What Stranger Things does differently is it captures nostalgia without rubbing it in your face like an ether soaked rag until you succumb. The essence of that decade is imparted instead of marketed. Watching Stranger Things offers the rare chance to enjoy a movie that feels not like a movie set in the 80s but like a movie made in the 80s. Devoid of pretence, Stranger Things shuns the sheen of Hollywood bulk nostalgia, going so far as to have cast actual kids from actual neighbourhoods; kids you know from junior high that didn't look like they were going to be famous actors, kids with speech impediments, kids who would never leave towns like Hawkins. Stranger Things is a time machine, the likes of which are exceedingly scarce in modern entertainment. You can find that sort of experience within modern music still, although you have to slog through most of the mainstream stuff to find bands and songs capable of the feat.

But therein lies the difference: the music.

The set design for Stranger Things is fine-tuned, keen to each detail, recreating the households, fashions, and trends of the 1980s.
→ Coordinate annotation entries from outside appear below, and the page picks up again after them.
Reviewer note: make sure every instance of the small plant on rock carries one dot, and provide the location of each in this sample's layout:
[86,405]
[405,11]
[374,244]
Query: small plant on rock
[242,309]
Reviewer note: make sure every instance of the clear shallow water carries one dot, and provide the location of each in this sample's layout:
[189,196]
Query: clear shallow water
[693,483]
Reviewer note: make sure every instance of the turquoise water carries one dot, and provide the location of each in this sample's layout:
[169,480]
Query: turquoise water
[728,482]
But the original score (by Austin based S U R V I V E) and stringently chosen soundtrack create an ambience that fills in the chambers of the world that the Duffer Bros build with their storytelling. It's sensory deprivation, but in reverse. Sight and sound, and even smell, all play integral roles as the town of Hawkins becomes the town you live in as Jonathan Byers' faint rendition of The Clash haunts your ears, as the smells of Mike Wheeler's basement seem to permeate your nose, as the stark cold of the Upside Down suffocates the heat of your body while watching from the warmth of your couch.

Music has a way of drowning out everything else and allowing your senses to mingle without interruption - much like when Eleven is submerged in the water tank in the dark, the John Carpenter-esque brooding, retro-analogue synths encapsulate you, letting you fall deeper into the horror and the fantasy.

The 2012 remake of Maniac, starring Elijah Wood, is another example of art wonderfully paying homage to its predecessors without bashing in its skull. Skillfully re-imagined, with a familiar 80s influenced score, the newer version of Maniac didn't try to out-slash the original psycho thriller from 1980, it merely updated and stayed true to its source. But in the end, 2012's Maniac is still a remake, a story you've heard your buddy tell before, with some of the details warped from time and age.

You can compare Stranger Things to the heralded horror and cult canon from the past, which we still worship now some-30-years on, but the beauty, the novelty of the show, is its authentic spirit that can not be compared to a previous version of itself, or more importantly, to anything else being produced today.